Add fixtures and tests for:

  • AI HOT sample parsing.
  • RSS parsing.
  • Juya content:encoded parsing.
  • URL canonicalization.
  • Title normalization.
  • Deterministic deduplication.
  • LLM JSON schema validation.
  • Rewrite output validation.
  • Section alias mapping.
  • Markdown rendering.
  • Markdown validation.
  • Publish dry-run behavior.

Start with local fixture tests.
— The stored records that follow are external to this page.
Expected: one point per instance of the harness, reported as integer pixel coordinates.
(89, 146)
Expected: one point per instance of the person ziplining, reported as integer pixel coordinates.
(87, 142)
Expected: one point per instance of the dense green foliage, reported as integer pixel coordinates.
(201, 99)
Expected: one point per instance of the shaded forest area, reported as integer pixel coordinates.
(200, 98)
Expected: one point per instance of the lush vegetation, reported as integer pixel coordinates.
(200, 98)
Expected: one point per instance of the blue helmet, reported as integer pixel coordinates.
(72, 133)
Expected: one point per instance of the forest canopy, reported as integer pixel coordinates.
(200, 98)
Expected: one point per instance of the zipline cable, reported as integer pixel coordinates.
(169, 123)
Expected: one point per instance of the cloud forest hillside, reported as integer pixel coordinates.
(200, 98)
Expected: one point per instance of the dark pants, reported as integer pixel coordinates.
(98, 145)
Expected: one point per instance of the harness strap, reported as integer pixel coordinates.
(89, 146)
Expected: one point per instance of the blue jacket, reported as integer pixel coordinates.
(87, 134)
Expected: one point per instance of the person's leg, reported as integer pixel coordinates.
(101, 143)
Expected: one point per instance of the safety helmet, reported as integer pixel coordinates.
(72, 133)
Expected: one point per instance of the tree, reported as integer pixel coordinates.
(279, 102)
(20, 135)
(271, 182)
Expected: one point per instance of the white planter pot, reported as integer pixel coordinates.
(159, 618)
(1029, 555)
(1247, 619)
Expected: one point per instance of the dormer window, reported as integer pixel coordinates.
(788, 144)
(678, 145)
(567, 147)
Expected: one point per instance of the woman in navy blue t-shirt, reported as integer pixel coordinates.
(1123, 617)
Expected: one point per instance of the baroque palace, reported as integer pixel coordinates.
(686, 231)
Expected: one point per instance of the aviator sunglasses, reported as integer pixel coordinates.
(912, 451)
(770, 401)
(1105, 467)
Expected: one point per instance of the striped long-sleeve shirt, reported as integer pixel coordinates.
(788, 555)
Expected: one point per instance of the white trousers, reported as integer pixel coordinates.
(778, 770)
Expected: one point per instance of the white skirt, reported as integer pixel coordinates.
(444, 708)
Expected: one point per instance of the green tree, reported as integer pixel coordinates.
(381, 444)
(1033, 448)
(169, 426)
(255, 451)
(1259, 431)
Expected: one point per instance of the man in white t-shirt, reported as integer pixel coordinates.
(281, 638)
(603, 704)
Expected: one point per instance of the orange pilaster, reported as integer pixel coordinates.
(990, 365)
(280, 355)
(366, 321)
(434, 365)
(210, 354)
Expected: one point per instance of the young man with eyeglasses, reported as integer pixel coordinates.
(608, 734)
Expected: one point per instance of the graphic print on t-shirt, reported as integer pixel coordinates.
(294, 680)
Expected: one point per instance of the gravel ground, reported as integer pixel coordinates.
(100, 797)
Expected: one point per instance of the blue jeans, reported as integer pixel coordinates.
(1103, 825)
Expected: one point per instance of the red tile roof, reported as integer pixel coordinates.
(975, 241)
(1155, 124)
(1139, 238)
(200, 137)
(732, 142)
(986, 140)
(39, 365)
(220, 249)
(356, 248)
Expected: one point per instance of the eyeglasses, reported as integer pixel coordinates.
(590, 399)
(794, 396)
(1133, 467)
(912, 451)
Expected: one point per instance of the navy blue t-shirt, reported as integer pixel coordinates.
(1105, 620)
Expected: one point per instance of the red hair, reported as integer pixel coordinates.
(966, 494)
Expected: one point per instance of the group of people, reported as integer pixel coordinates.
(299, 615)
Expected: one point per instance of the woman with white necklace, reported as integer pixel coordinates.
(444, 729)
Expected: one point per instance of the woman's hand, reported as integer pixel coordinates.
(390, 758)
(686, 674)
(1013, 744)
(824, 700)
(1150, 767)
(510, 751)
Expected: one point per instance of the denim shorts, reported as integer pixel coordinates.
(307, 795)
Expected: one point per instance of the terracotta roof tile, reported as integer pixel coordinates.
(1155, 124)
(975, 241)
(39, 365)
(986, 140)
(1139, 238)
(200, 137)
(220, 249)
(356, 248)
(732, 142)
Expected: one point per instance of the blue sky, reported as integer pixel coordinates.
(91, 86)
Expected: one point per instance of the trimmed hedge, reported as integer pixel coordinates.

They will give most of the stability benefit without needing live network calls.

Migration Plan

Phase 1: Stabilize Current Script

  • Add run directories.
  • Add SourceResult and stage reports.
  • Add URL canonicalization.
  • Replace risky Stage 0 dedupe with hard dedup.
  • Add Markdown validation and auto-fixes.

Phase 2: Improve Quality

  • Add semantic dedup schema and safety checks.
  • Batch rewrite title and summary.
  • Add section alias mapping and rule-first classification.
  • Replace the current summary with 今日脉络.

Phase 3: Modularize

  • Extract modules under ai_daily_report/.
  • Add CLI.
  • Keep old script as compatibility entrypoint.
  • Add fixture tests.

Phase 4: Skill Integration

  • Update skill/SKILL.md.
  • Add references for sources, style, troubleshooting, and LLM config.
  • Make Hermes/OpenClaw call the CLI.

Success Criteria

The optimized pipeline should satisfy:

  • A usable Markdown report is generated whenever enough source data exists.
  • Optional source failures degrade the run but do not stop it.
  • LLM failures degrade individual stages but do not destroy the whole report.
  • No non-duplicate item is removed by importance or editorial selection.
  • Every removed duplicate has a reason.
  • Every stage writes inspectable artifacts.
  • A failed publish can be retried from an existing run.
  • Agents can run, diagnose, replay, and publish via stable commands.